Если бы эта работа, как cиe должно было быть, велась советом министров под моим председательством, как председателя совета министров, то, конечно, она была бы, если не лучше, то во всяком случае была бы объединена одними и теми же идеями и все это не было бы сделано с таким спехом.

Второе обстоятельство, имевшее место при обсуждении вопросов по указу 12-го декабря, это было выступление Дурново в качестве товарища министра сперва Мирского, а потом Булыгина. Все суждения, которые высказывал Дурново, отличались знанием дела, крайней рассудительностью и свободным выражением своих мнений. Я ранее знал Дурново за человека умного, характерного, многому научившегося, проходя службу по судебному ведомству. Суждения же им высказанные по вопросам указа 12-го декабря особенно обратили мое на него внимание.
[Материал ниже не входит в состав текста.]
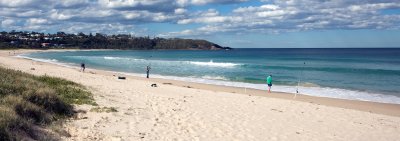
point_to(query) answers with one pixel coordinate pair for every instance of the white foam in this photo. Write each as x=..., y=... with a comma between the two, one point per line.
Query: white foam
x=111, y=58
x=306, y=90
x=214, y=64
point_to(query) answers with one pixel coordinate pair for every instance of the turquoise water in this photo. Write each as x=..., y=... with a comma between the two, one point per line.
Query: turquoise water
x=360, y=74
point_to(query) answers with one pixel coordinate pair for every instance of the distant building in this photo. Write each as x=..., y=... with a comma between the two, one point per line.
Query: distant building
x=45, y=44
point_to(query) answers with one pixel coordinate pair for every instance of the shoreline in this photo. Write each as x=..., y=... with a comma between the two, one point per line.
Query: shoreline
x=177, y=110
x=366, y=106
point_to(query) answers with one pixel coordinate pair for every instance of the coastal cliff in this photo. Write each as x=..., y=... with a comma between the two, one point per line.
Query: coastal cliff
x=100, y=41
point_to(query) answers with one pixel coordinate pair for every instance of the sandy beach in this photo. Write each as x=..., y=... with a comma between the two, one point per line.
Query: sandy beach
x=178, y=110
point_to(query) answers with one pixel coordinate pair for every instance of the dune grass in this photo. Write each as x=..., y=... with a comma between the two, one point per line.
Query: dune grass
x=29, y=103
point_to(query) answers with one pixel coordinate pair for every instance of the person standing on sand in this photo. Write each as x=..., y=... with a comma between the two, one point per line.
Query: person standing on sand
x=83, y=67
x=148, y=71
x=269, y=82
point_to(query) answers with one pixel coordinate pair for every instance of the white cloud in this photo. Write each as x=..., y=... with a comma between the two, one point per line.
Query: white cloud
x=7, y=22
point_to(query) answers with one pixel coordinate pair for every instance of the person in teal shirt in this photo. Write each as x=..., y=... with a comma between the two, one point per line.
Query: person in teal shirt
x=269, y=82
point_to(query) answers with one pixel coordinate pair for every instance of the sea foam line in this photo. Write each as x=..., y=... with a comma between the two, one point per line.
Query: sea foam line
x=312, y=91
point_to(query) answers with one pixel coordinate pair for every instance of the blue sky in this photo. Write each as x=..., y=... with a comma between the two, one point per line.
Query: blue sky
x=234, y=23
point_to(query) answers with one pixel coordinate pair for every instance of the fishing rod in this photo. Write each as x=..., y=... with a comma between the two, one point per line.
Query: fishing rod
x=298, y=82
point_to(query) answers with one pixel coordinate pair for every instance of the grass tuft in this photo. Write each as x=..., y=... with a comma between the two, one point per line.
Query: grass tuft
x=29, y=102
x=104, y=109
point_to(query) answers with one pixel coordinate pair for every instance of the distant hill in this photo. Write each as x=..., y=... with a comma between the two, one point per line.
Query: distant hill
x=38, y=40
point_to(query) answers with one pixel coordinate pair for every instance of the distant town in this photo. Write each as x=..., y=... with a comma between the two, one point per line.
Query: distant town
x=37, y=40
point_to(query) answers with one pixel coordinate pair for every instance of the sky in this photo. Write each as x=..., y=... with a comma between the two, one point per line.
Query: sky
x=233, y=23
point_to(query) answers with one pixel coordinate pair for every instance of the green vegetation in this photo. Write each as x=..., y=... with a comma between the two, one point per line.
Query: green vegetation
x=37, y=40
x=104, y=109
x=30, y=103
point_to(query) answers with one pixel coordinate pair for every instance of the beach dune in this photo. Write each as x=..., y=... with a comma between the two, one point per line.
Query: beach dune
x=186, y=111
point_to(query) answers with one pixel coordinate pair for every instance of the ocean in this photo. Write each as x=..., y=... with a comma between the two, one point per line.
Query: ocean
x=367, y=74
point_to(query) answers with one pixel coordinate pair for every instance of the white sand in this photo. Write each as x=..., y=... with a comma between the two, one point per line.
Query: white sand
x=170, y=112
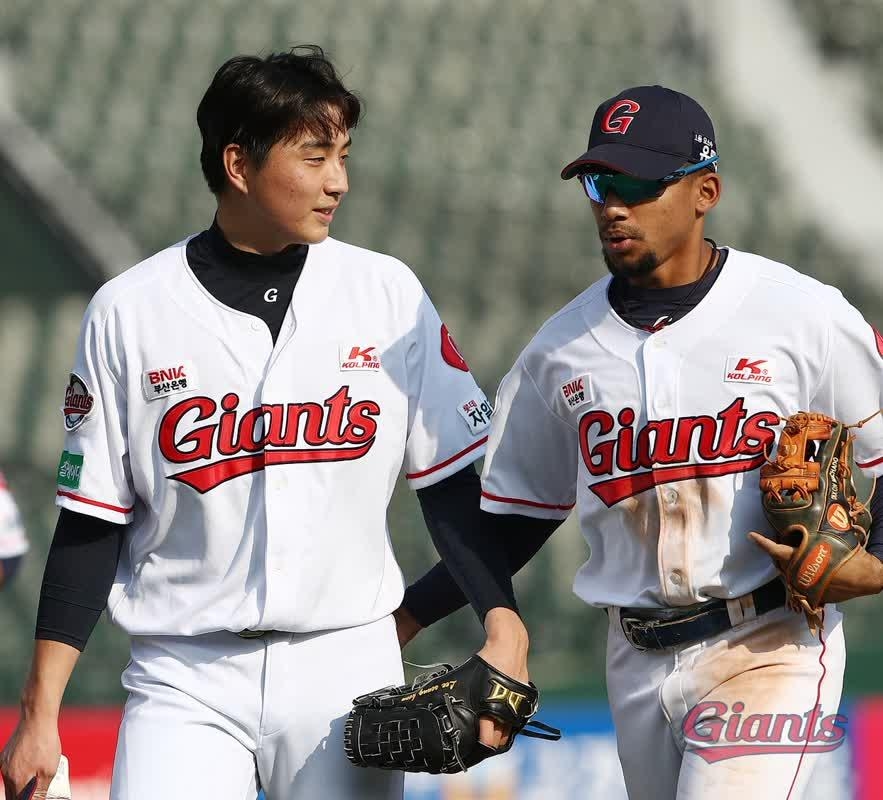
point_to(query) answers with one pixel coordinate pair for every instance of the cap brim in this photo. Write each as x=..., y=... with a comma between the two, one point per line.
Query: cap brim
x=636, y=161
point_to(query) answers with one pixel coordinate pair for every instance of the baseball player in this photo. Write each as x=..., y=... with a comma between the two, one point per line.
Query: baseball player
x=649, y=403
x=13, y=541
x=240, y=407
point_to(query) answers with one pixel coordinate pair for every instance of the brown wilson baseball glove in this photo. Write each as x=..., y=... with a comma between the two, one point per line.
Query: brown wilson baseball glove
x=431, y=724
x=816, y=500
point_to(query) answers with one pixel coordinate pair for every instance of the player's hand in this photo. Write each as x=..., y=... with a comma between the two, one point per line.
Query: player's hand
x=406, y=626
x=33, y=751
x=505, y=649
x=861, y=575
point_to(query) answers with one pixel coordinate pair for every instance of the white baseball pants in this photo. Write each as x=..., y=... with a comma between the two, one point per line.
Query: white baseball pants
x=217, y=716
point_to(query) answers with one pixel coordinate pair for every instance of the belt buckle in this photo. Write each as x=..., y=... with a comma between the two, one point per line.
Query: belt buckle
x=250, y=634
x=628, y=626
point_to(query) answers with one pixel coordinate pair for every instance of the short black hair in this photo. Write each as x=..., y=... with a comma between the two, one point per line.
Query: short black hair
x=256, y=102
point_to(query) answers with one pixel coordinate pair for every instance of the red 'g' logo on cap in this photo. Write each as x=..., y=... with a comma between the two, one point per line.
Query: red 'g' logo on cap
x=620, y=124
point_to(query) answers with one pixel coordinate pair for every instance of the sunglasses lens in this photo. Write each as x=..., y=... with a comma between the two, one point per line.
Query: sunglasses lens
x=628, y=189
x=595, y=192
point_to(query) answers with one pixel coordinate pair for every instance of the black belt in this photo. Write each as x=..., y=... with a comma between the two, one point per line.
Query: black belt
x=249, y=634
x=661, y=628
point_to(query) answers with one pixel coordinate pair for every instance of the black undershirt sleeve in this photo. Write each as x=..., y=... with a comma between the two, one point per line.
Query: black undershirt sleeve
x=875, y=535
x=10, y=567
x=480, y=551
x=79, y=573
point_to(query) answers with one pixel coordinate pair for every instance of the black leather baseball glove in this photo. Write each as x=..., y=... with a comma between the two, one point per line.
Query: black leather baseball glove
x=431, y=724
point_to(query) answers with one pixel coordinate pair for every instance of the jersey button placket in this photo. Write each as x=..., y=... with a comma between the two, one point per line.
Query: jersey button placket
x=660, y=377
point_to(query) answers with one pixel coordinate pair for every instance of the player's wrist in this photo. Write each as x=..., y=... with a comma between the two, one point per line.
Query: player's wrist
x=407, y=626
x=504, y=624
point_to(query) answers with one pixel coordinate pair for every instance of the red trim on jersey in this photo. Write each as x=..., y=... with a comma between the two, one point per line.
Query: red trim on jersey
x=615, y=489
x=815, y=706
x=518, y=502
x=411, y=475
x=91, y=502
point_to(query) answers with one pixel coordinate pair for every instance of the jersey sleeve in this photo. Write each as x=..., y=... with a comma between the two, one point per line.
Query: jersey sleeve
x=13, y=542
x=851, y=384
x=532, y=459
x=448, y=414
x=93, y=473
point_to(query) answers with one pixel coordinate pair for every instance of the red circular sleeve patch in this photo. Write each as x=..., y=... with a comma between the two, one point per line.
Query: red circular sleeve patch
x=450, y=352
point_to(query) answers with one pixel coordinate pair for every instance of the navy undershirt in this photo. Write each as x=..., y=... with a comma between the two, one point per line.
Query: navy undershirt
x=254, y=284
x=641, y=307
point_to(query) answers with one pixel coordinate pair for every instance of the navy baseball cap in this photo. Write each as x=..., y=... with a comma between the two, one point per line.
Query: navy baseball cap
x=647, y=132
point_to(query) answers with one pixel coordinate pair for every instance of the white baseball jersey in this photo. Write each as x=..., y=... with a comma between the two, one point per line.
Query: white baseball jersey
x=657, y=438
x=255, y=477
x=13, y=541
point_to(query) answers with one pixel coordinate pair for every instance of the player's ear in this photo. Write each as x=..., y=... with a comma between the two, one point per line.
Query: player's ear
x=236, y=164
x=708, y=191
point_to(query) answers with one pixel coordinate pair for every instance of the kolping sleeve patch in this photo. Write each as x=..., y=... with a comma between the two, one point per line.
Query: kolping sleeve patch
x=78, y=403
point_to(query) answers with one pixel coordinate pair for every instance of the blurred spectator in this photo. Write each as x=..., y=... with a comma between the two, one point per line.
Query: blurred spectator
x=13, y=542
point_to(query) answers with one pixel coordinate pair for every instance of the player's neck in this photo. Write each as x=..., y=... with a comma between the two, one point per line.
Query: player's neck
x=680, y=269
x=246, y=233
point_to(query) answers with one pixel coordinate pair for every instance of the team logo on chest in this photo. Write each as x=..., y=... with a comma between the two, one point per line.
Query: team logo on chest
x=337, y=429
x=662, y=451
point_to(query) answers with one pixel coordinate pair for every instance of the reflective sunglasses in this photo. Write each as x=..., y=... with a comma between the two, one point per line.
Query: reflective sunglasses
x=633, y=190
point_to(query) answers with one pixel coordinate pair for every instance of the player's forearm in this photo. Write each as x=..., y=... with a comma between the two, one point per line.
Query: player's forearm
x=51, y=669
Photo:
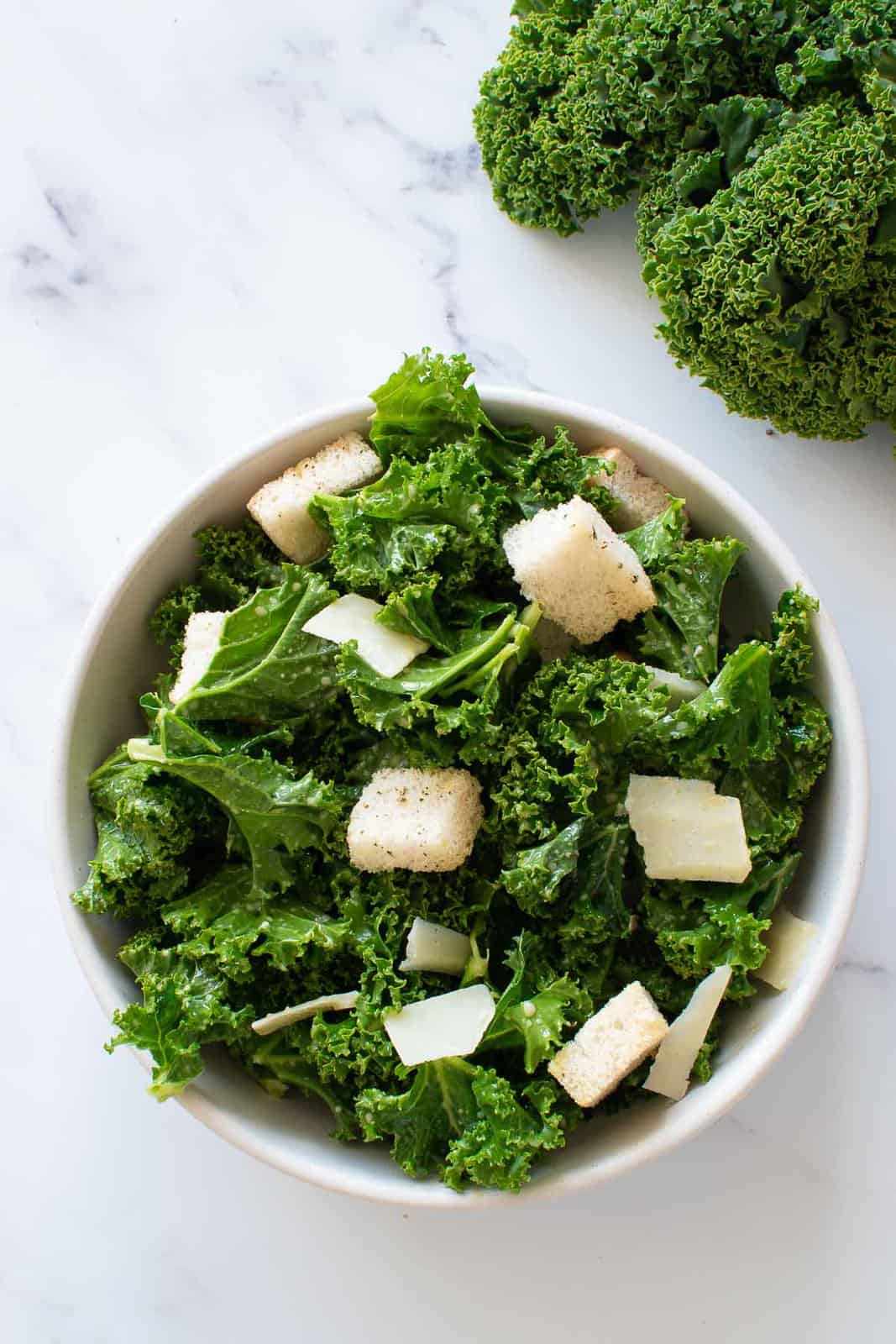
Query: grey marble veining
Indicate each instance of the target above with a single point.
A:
(215, 217)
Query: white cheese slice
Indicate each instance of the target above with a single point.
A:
(671, 1072)
(788, 941)
(446, 1025)
(286, 1016)
(202, 638)
(687, 830)
(354, 617)
(432, 947)
(680, 687)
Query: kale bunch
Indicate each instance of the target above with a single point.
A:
(761, 139)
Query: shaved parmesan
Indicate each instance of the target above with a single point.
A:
(446, 1025)
(687, 830)
(788, 941)
(680, 687)
(436, 948)
(354, 617)
(286, 1016)
(671, 1072)
(202, 636)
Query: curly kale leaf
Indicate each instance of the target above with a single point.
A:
(658, 541)
(587, 101)
(226, 922)
(774, 792)
(265, 667)
(696, 938)
(273, 813)
(792, 647)
(150, 831)
(443, 689)
(777, 275)
(734, 721)
(233, 564)
(681, 632)
(531, 1015)
(184, 1007)
(425, 403)
(443, 515)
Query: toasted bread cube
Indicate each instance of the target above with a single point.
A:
(609, 1046)
(586, 578)
(638, 496)
(281, 507)
(201, 644)
(551, 640)
(688, 831)
(423, 820)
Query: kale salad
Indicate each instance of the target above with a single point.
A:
(457, 750)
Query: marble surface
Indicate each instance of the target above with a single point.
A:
(214, 217)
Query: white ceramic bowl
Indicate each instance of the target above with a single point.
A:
(117, 660)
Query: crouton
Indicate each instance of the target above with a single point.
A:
(551, 640)
(281, 507)
(687, 830)
(354, 617)
(201, 644)
(423, 820)
(609, 1046)
(586, 578)
(638, 496)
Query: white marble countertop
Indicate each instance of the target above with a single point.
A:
(215, 217)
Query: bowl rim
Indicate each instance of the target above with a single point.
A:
(754, 1059)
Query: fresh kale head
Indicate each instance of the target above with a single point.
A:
(772, 248)
(589, 100)
(761, 139)
(222, 831)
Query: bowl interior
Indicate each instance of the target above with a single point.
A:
(117, 663)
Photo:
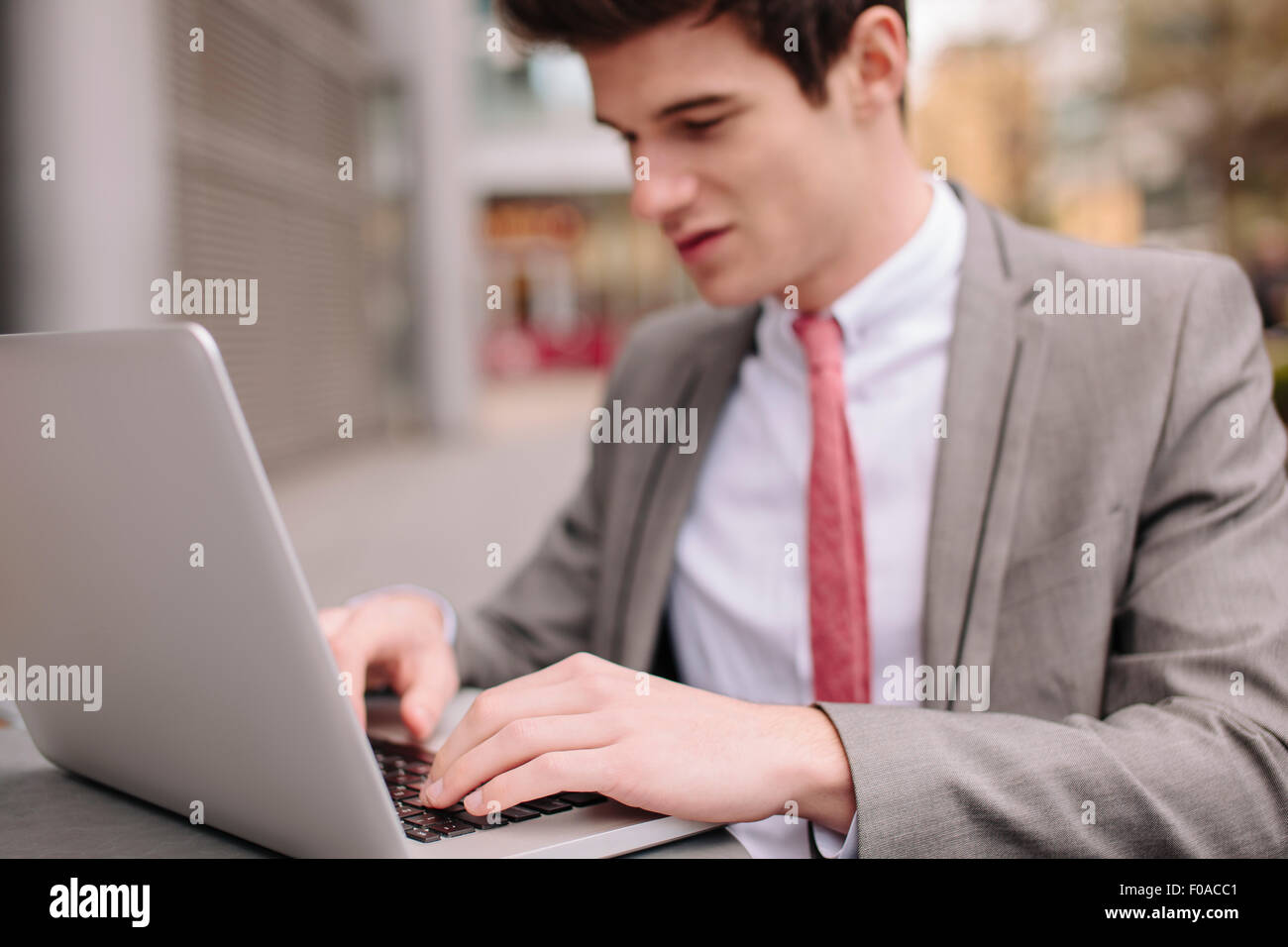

Они обратили также на него и внимание Государя Императора, который не особенно охотно согласился назначить его управляющим министерством внутренних дел в мой кабинет, вероятно, видя в нем либерала. Но затем, усматривая, что Дурново делает все, что приятно Государю, Трепову и министру двора, начал крайне к нему благоволить; поэтому Дурново эмансипировался от меня, как председателя совета министров и от Совета и начал вести собственную политику. Таким образом, в конце концов, я, неся за все ответственность, часто не знал, что делает Дурново, а высшую политику стремился через Государя вести Трепов и часто не безуспешно. Я же, по меткому выражение писателя Буренина (из "Нового Времени") обратился в tete de turc, по которой каждый прохожий волен ударять для измерения силы своих мускулов.

Когда последовал указ 12-го декабря, то я хотел привлечь к работе лиц, издававших и ныне издающих журнал "Право", так как в нем помещались многие серьезные статьи и в то время без революционных тенденций. Вследствие сего, я принял одного {336} из главных сотрудников этого журнала, бывшего чиновника министерства юстиции И. Гессена.

Он на меня произвел впечатление умного и знающего человека, говорил о наших, всем культурным людям известных, беспорядках и в особенности о том, как Муравьев совершенно обезобразил судебные учреждения, но никакой пользы от этих разговоров я не извлек. Затем я просил зайти ко мне другого сотрудника, сына бывшего министра юстиции В. Набокова. Этот мне прямо объявил, что существующему режиму он ни в чем и никакого содействия оказывать не будет. Затем, И. Гессен попался в какую то историю и был заключен в тюрьму, его жена ходила ко мне и все уверяла, что ее муж не выдержит заключения. Я за него хлопотал, его освободили и он приходил ко мне благодарить. Затем, оба эти лица были во главе, так называемых, кадетов, которые после 17 октября пошли на меня войной, желая вырвать власть у Государя.

Собственно говоря, если 17 октября вместо установления нормально действующей конституции до сих пор дало только революцию, то главная вина падает на кадетов и их вождей. В сущности они хотели не конституционную монархию, а республику с наследственным президентом, да и то до поры до времени, покуда существует "монархически предрассудок" в народе.

Тогда же я познакомился с профессором Петражицким, выдающимся ученым, замечательно талантливым и умным человеком. Он тоже после увлекся и попал в кадеты, но в благоразумные. Петражицкий оказал мне некоторое содействие по некоторым вопросам указа 12-го декабря. *

{337}

ГЛАВА ДВАДЦАТЬ ПЯТАЯ

МАНИФЕСТ О НЕСТРОЕНИЯХ И СМУТАХ

И УКАЗ БУЛЫГИНУ

О ПРИВЛЕЧЕНИИ ЛУЧШИХ ЛЮДЕЙ

От 15 до 20 февраля последовало громадное сражение наших войск с войсками японскими и несмотря на уверение, объявленное приказом главнокомандующего Куропаткина, что уже далее Мукдена он не отступит ни за что, мы потерпели громадное поражение. Бой был исключительный по количеству войск в нем участвующих, затем мы вынуждены были в беспорядке отойти по направлению к Харбину. Это было последнее, но великое наше поражение. Я не помню. ни одного такого громадного поражения на суше, которое бы потерпела русская армия, как то, которое мы потерпели в Мукдене.